In the west and south-west of Scotland, a fusion of the Breton and Carinated Bowl traditions can be seen, with decorated bipartite bowls occurring along with developed CB forms to constitute Scott’s ‘Beacharra’ tradition, with its regional variability. Into this mix was added the use of deep baggy lugged bowls; as argued elsewhere (e.g. Sheridan 2004b), this may well represent the adoption of a south-west English style of pottery (formerly known as ‘Hembury Ware’, thanks to north-south interactions within the Irish Sea area from the c 37th century. Some sharing of styles between NECB pottery and that found in W and SW Scotland is clear from the distinctive pots formerly known as ‘Achnacree Bowls’ (and as part of ‘Rothesay Ware’ ): these have long, vertical necks, heavy, hooked rims and shallow bellies, and are decorated with vertical lines of either ripple burnish or incision. Examples have been found at Culduthel , near Inverness, in a domestic context; in the passage tomb at Achnacree ; in the Clyde tomb at Nether Largie in the Kilmartin Glen ; and in Clyde tombs in Bute. The example at Culduthel comes from a context radiocarbon dated to c 3600-3500 BC and this provides a reasonable estimate of the date of this pottery.
A recent attempt to use Bayesian modelling to characterise the dating of modified Carinated Bowl pottery in Scotland has been made by Whittle et al. (2011), but this has failed to take into account that defining an end to this process is difficult, since ceramic traditions tend not to end abruptly; instead, we can trace a gradual process of style drift as conventions change and as new design ideas are adopted, through local innovation and through links with other areas. For this reason the use of Bayesian modelling is flawed. (See Sheridan 2012).
The spread of pottery using to the Outer Hebrides and the Northern Isles
It was this fusion of Carinated Bowl and Breton-origin pottery that spread to the Outer Hebrides, parts of western Scotland and north-west Scotland, probably during the late 38th or 37th century BC. Jack Scott (1966) has termed this pottery ‘Hebridean Beacharra’, and examples can be seen from sites such as Northton (Simpson et al. 2006), Calanais (Ashmore forthcoming), Eilean Domhnuill (Armit 2003) and various chamber tombs (Henshall 1972). The repertoire includes both undecorated and highly decorated vessel forms, in a variety of shapes. The former include simple uncarinated bowls, bowls with flanged rims and deep lugged jars (with their ‘Hembury/South-Western pottery’ affinities) and the latter include large ridged jars and Unstan Bowls – a type of vessel shared with Orkney and north-east/east Scotland, and almost certainly adopted in the Hebrides thanks to contacts with Orkney and/or the north-east mainland. Decoration is almost exclusively by incision. The dating of this ‘Hebridean Neolithic pottery’ tradition leaves much to be desired, with the existing dates suggesting an implausibly long currency from around the 37th century (or even possibly late 38th century) until the early third millennium. Improvement of the dating is a key research priority.

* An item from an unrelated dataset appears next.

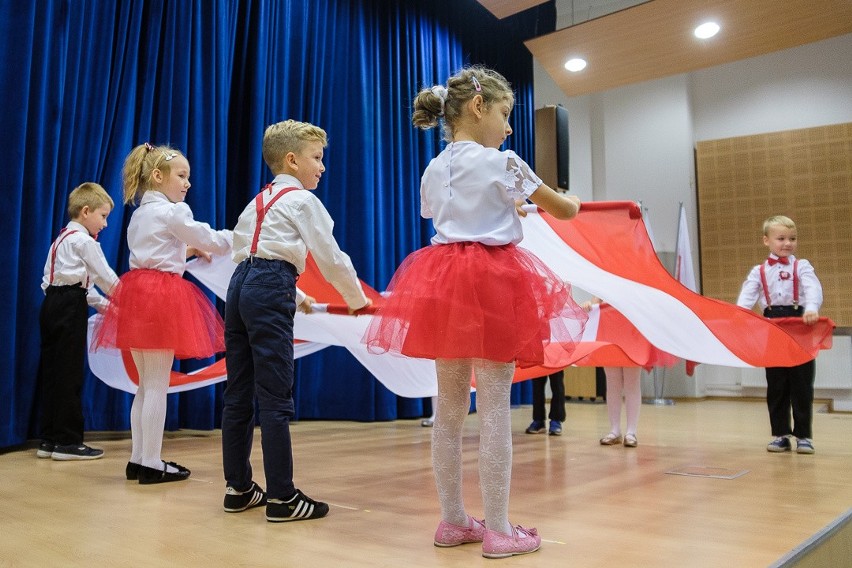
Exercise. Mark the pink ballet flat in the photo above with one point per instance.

As far as the earliest Neolithic pottery in Orkney is concerned, this too contains an undecorated and a decorated component, with Unstan Bowls possibly being present from the beginning. Close ceramic links with the north-east mainland are in evidence, and it may be that the farming communities who pioneered farming in Orkney came from the north-east Mainland. The widespread use of the term ‘Unstan Ware’ offers a misleading impression of consistency among the pottery associated with Unstan Ware, and should be avoided. Key assemblages for understanding the early development of pottery include the Knap of Howar (Ritchie 1983) and Pool (Hunter et al 2007).
The earliest pottery in Shetland consists of a handful of very small, undecorated, slightly coarse sherds from West Voe. While these are too small to be diagnostic, they are most likely to resemble the plainware component of the ceramic tradition of the Hebrides and western mainland.